For example, the owner of a building in an unsafe area hires a security firm to patrol the building at night, but soon finds out that supplies are disappearing on a regular basis. As a result, he replaces that firm with one that has a track record of excellence. However, under AB 350, all of the security guards, including those who had been sleeping on the job and possibly even participating in the thefts, will have to remain on duty.
It’s sponsored by Assemblyman Jose Solorio, a Democrat from Anaheim, who argued that it provides security and stability for workers who otherwise might lose their job with little or no warning while retaining flexibility for employers.
The problem is that by protecting the employees who work for the fired contractor, Solorio’s bill discriminates against the employees who have been working for or would like to work for the replacement contractor.
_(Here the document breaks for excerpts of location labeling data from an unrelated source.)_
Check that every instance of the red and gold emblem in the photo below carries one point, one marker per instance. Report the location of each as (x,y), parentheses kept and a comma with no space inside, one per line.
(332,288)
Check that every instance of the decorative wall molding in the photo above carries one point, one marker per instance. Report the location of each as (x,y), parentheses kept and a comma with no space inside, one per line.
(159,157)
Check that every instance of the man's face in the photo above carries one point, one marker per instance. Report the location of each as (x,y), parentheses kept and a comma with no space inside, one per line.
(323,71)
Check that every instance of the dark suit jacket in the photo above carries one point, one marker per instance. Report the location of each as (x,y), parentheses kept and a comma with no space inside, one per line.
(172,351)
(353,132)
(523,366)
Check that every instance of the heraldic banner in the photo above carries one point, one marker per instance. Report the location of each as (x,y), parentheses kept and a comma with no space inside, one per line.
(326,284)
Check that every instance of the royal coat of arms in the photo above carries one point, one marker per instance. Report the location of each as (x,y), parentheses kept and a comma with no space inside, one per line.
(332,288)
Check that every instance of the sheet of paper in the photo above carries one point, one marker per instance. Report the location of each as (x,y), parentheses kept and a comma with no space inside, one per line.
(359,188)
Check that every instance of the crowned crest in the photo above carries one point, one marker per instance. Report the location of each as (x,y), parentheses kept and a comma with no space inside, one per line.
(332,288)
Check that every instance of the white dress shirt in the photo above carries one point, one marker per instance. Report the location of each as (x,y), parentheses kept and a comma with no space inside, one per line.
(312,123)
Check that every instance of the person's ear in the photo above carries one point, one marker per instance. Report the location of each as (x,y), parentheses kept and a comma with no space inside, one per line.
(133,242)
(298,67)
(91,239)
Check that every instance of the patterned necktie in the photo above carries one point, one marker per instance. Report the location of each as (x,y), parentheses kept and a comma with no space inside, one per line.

They are forced to wait 90 days and hope that one or more of the retained employees gets a bad performance review.
And where is the flexibility for the new service contractor who is not allowed to determine who works for him and must hire people he doesn’t know? Without knowing the cost of those employees, how can a contractor bid on a service contract without risking losing money? And why should a building owner, who wants to replace a poorly performing contractor, be stuck with those poorly performing employees for three more months or longer?
If AB 350 reaches Gov. Jerry Brown’s desk, we hope he will veto it as he did the United Farm Workers’ attempt to end secret union elections and the attempt to give public employee unions control over the commissions that oversee public employees.